The Endurance22 expedition, slated to begin in February 2022, will navigate the treacherous southern waters, slamming through miles of pack ice in search of locations for state-of-the-art submarines to scan the ocean floor.
If the expedition scientists find the lost ship, they plan to survey and film the wreck. But they won't take any artifacts, as the vessel is protected under the international Antarctic Treaty. The team's 2019 attempt to locate the Endurance was called off due to extreme weather and a lost submarine. This time, the team is even more determined to find the remains of the legendary ship.
"Attempting to locate the wreck of Endurance, something long thought impossible and out of reach, is an immensely exciting prospect," Mensun Bound, Endurance22's director of exploration, said in a statement. "Given the harshness of the Antarctic environment, there are no guarantees of success, but we remain inspired by the great Antarctic explorers and embark on Endurance22 with high hopes. With the best possible technology and a world-leading exploration team, we hope and pray that we can achieve a landmark moment in polar history."
Shackleton's herculean attempt to cross the South Pole is perhaps the most legendary story from the "heroic age" of polar exploration. Embarking from the island of South Georgia, the Endurance worked its way south through pack ice for weeks before becoming trapped just off the Caird Coast. The men drifted for more than a year, first aboard the ship and then on top of the ice floe itself after the Endurance was crushed and sank. As time wore on, they resorted to shooting and eating their expedition dogs to survive.

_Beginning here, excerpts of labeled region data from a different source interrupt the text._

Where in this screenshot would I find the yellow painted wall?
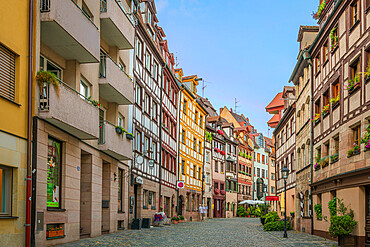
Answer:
[0,0,38,243]
[179,79,206,191]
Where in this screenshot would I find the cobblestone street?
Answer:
[56,218,337,247]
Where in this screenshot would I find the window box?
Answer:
[348,82,360,95]
[331,101,340,110]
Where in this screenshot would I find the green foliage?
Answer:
[314,204,322,220]
[329,197,357,237]
[265,211,280,223]
[263,218,293,231]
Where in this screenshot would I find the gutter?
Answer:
[25,0,34,247]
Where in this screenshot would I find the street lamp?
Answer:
[281,166,289,238]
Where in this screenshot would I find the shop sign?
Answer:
[135,176,144,184]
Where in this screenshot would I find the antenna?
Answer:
[234,98,240,113]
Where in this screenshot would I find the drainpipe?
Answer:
[309,59,314,235]
[176,85,185,215]
[25,0,33,247]
[158,64,166,210]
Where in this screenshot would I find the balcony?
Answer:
[39,81,99,140]
[99,54,134,105]
[99,121,132,160]
[100,0,135,50]
[40,0,100,63]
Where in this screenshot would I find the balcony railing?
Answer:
[40,0,50,12]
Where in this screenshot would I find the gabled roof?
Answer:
[265,92,284,113]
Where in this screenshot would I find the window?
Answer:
[315,54,321,73]
[144,136,149,156]
[47,137,62,208]
[118,168,124,212]
[351,1,360,25]
[81,1,94,20]
[152,62,158,80]
[152,142,157,160]
[145,51,152,70]
[0,44,16,101]
[352,125,361,146]
[182,130,185,144]
[135,85,141,106]
[136,39,143,60]
[323,41,329,63]
[145,94,150,114]
[134,131,141,152]
[152,101,158,119]
[80,80,90,99]
[117,114,125,128]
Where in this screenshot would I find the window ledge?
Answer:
[0,216,19,220]
[0,95,22,106]
[349,19,360,33]
[47,208,66,212]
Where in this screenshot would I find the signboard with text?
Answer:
[266,196,279,201]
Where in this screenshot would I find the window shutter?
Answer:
[0,44,16,101]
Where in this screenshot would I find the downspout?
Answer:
[158,64,166,210]
[176,85,185,215]
[25,0,34,247]
[308,59,314,235]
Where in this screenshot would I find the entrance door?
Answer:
[365,187,370,247]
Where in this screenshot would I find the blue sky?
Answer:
[155,0,319,137]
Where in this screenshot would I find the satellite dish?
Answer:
[136,155,144,165]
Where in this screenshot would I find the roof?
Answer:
[297,26,319,42]
[265,92,284,113]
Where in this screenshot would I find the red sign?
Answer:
[266,196,279,201]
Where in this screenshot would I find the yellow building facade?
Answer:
[0,0,35,246]
[175,69,207,221]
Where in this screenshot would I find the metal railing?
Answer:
[40,0,50,12]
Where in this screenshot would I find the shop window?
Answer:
[47,137,62,208]
[0,166,13,217]
[46,224,65,239]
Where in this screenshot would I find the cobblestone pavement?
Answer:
[56,218,337,247]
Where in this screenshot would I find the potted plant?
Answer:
[328,197,357,246]
[172,215,180,225]
[36,70,59,96]
[179,215,185,223]
[346,74,360,94]
[330,93,340,109]
[321,104,330,118]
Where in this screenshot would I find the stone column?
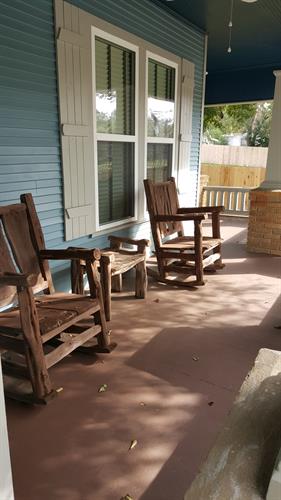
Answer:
[247,70,281,255]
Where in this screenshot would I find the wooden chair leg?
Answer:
[100,255,112,321]
[194,221,205,285]
[18,288,54,402]
[71,259,84,295]
[86,259,116,353]
[135,260,147,299]
[111,274,122,292]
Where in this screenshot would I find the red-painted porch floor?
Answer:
[4,218,281,500]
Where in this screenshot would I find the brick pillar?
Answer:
[247,189,281,255]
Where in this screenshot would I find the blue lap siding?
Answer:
[0,0,205,278]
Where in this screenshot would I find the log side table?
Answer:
[71,236,149,321]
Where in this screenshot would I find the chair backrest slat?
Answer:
[0,195,50,306]
[144,177,183,238]
[0,225,16,307]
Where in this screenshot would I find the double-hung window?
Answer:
[93,30,138,229]
[55,0,195,240]
[146,53,177,182]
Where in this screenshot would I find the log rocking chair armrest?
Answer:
[154,212,206,222]
[178,205,224,214]
[0,273,37,288]
[108,236,150,253]
[39,247,101,261]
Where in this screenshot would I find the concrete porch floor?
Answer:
[4,217,281,500]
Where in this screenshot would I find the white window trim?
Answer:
[89,15,188,232]
[91,26,139,232]
[145,50,180,177]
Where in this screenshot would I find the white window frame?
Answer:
[91,26,139,232]
[144,50,177,177]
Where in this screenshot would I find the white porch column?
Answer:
[259,70,281,190]
[247,70,281,255]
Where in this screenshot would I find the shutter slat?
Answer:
[55,0,94,240]
[178,59,194,195]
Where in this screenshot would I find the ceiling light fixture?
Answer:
[227,0,257,54]
[227,0,234,54]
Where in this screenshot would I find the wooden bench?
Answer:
[71,236,149,321]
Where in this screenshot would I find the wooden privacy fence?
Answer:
[203,186,249,215]
[201,144,267,188]
[201,144,268,167]
[201,164,266,187]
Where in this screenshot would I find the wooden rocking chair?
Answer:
[0,194,115,403]
[144,177,224,286]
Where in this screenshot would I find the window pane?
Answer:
[147,59,176,137]
[147,144,173,182]
[98,142,134,224]
[95,38,135,135]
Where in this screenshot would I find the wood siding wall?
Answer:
[0,0,204,272]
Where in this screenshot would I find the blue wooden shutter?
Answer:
[55,0,94,240]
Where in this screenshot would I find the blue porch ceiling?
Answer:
[152,0,281,104]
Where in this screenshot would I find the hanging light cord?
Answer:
[227,0,234,54]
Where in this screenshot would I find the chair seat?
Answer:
[102,249,145,276]
[0,293,100,335]
[161,236,222,254]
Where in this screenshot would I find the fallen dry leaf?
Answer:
[99,384,108,392]
[129,439,138,451]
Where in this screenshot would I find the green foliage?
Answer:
[204,103,272,146]
[247,103,272,147]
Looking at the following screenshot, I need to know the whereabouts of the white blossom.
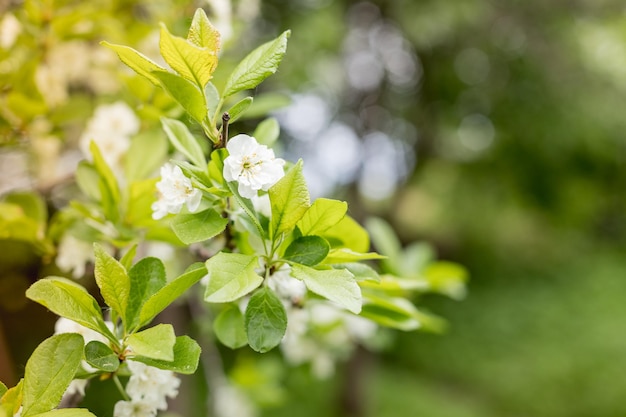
[113,360,180,417]
[113,400,157,417]
[56,234,95,278]
[267,265,306,304]
[152,163,202,220]
[79,101,140,172]
[224,135,285,198]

Penguins and seals were next on the menu for the starving explorers after, using intact lifeboats from the wreck, they made landfall at Elephant Island. It was from this uninhabited rock that Shackleton launched his sturdiest lifeboat, the James Caird, taking five other men with him on a return trip to South Georgia island through the stormy, freezing seas. The men were at constant danger of being capsized against rocks by the hurricane force winds, the same winds which the crew later learned had sunk a 500-ton steamer, before landing successfully at their destination fifteen days later. Shackleton returned to Elephant Island shortly after aboard a rescue ship and all 28 members of his crew were saved.

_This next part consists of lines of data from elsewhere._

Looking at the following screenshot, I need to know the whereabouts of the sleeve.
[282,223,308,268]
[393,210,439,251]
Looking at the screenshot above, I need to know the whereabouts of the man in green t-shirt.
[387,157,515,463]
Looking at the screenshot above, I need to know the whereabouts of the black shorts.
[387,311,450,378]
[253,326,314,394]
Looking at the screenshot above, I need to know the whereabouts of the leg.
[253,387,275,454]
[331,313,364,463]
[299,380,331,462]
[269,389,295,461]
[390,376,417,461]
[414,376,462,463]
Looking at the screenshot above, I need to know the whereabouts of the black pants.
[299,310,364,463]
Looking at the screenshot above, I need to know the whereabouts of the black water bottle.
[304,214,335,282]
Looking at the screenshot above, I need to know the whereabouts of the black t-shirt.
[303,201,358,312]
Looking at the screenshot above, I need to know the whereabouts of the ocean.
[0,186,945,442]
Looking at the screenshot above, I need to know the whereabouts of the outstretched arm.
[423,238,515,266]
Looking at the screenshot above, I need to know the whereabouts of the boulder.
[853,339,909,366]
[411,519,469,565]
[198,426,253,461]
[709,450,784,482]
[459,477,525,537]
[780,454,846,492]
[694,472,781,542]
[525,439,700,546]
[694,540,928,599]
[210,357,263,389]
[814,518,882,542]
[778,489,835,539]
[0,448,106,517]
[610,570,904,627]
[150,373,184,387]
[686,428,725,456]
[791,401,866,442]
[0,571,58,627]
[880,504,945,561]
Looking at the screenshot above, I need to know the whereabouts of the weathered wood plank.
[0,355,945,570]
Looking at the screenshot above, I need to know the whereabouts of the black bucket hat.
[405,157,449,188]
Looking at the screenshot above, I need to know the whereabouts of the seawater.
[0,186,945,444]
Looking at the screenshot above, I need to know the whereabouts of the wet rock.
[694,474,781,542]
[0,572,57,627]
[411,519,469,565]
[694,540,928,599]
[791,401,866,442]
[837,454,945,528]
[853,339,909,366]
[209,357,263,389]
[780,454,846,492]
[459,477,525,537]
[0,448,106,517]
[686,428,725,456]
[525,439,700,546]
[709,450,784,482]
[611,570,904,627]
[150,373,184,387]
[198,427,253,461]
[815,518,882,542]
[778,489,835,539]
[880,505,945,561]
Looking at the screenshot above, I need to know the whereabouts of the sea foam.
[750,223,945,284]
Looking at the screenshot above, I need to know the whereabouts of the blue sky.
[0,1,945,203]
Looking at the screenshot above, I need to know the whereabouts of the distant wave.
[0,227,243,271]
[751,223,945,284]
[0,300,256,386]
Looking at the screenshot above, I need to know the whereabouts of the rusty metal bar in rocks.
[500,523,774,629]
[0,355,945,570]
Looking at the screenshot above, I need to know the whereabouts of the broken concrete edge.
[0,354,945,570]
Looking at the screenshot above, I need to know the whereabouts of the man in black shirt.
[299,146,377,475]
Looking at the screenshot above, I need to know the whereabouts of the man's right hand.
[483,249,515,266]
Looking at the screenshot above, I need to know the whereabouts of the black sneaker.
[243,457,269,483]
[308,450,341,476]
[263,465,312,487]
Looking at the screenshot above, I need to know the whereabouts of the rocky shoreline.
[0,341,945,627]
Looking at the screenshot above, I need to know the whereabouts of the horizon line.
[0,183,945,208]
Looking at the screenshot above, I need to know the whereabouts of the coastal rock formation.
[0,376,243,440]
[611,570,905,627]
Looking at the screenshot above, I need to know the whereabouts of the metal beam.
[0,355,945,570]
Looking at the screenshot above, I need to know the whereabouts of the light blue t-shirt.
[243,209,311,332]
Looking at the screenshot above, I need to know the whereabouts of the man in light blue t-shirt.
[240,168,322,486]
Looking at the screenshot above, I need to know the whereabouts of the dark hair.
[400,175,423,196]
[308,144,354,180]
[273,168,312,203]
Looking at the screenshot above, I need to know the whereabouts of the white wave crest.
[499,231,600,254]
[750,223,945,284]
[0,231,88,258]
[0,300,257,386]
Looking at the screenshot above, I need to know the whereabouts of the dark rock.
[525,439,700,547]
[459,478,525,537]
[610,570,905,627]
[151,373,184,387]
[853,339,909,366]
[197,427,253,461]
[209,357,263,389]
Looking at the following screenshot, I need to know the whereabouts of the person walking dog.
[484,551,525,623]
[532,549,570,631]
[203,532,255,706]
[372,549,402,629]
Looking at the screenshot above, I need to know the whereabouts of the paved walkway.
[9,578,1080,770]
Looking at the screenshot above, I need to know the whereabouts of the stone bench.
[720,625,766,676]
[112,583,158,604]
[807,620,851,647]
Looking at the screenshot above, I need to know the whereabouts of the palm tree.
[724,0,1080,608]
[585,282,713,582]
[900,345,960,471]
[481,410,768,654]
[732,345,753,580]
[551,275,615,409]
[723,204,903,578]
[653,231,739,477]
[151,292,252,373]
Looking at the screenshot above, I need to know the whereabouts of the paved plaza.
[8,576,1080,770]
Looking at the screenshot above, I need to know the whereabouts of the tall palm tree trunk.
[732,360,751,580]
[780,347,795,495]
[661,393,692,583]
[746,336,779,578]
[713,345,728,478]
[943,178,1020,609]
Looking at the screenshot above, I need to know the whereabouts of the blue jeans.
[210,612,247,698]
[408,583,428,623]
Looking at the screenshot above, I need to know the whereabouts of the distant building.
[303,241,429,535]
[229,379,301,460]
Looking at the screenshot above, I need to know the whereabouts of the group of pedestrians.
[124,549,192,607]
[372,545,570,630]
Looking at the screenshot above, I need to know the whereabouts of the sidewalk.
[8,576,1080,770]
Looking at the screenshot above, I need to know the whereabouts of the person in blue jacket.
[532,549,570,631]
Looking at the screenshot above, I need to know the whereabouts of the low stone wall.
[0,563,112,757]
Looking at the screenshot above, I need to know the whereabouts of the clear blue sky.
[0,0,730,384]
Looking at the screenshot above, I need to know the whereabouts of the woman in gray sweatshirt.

The Endurance now lies below nearly 10,000 feet (3,000 meters) of dark water, its timbers likely well preserved by the absence of light and low oxygen content. The location where it sank, logged at the time by ship' captain Frank Worsley, is well known. The real difficulty for the Endurance22 team will be in bulldozing through miles of thick ice in the Weddell Sea.
Although climate change will make the ice floe easier to break through than in Shackleton's day, arriving at the location his ship sank at is still a challenge. The scientists intend to get there by ramming the ice with the icebreakers fitted to their ship, the South African SA Agulhas II. Once the researchers are sufficiently close to the documented site of the wreck, they will lower a Saab Sabertooth autonomous submarine into the freezing water and use satellite radar imagery to navigate it to the wreck.

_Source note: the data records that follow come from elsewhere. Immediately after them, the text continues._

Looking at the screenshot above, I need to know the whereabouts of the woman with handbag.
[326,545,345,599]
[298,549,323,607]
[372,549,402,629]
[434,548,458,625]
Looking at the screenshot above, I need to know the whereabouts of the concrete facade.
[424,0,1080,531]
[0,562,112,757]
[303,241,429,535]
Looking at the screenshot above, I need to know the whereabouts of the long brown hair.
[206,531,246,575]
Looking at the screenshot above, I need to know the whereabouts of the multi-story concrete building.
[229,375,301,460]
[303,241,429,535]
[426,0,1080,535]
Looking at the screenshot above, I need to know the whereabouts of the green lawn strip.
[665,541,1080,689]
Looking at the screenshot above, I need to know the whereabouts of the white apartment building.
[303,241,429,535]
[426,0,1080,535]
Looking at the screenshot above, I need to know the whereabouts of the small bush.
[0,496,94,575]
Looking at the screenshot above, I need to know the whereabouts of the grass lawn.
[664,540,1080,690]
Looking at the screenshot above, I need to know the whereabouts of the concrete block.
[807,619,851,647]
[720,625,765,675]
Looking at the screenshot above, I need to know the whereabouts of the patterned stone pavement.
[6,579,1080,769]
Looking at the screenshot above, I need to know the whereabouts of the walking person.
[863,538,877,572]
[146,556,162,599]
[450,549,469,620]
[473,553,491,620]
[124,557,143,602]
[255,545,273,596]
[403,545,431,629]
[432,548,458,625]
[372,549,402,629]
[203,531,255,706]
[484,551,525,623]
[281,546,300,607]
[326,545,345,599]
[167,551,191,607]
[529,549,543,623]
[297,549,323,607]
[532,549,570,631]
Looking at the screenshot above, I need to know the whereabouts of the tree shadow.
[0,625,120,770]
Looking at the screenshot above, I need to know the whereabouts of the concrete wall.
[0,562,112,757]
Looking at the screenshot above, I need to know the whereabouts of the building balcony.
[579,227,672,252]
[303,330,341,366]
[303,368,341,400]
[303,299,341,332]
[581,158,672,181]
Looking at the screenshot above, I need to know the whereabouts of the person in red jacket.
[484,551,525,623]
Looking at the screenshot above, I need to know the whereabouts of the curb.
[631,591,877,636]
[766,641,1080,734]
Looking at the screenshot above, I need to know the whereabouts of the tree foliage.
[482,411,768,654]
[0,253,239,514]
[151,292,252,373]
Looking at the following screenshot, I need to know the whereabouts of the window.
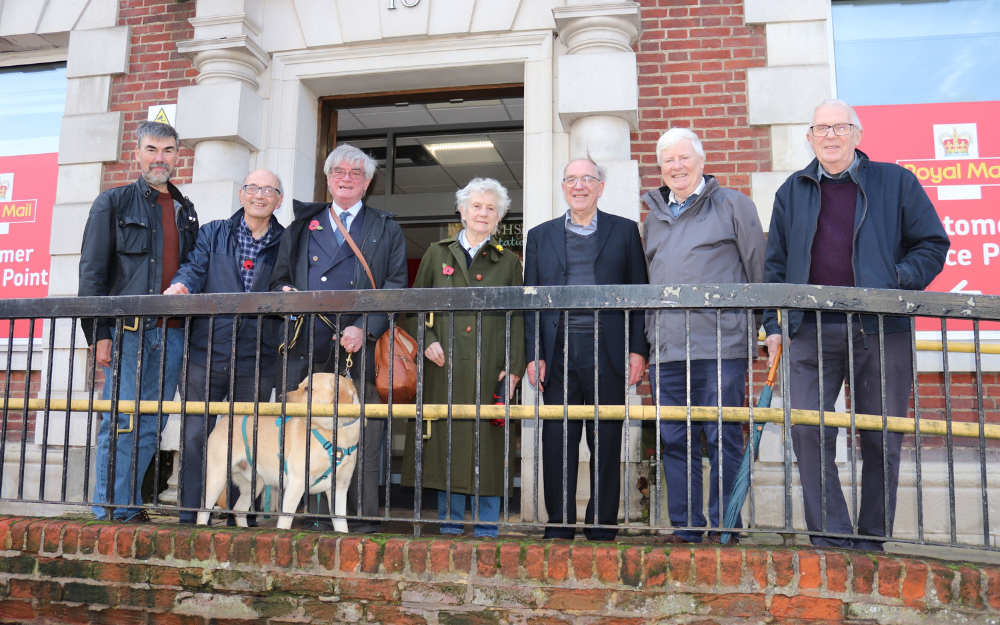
[833,0,1000,106]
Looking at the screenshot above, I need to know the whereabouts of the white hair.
[323,143,378,180]
[656,128,705,167]
[813,98,864,130]
[563,156,604,181]
[455,178,510,235]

The oxygen levels at the wreck's location are high enough to sustain life, so the team suspects that a rich and strange ecosystem may have bloomed around the sea-changed Endurance. The researchers said there is even a possibility that they will discover new species.
Donald Lamont, chairman of the Falklands Maritime Heritage Trust, which is funding the expedition, believes broadcasting the wreck's discovery could have implications for future explorers as well.
"We hope that bringing this story to new generations will inspire them to explore, to overcome whatever challenges they may face, and to understand more about the Antarctic environment and how important it is even to those of us who live thousands of miles to the North," Lamont said.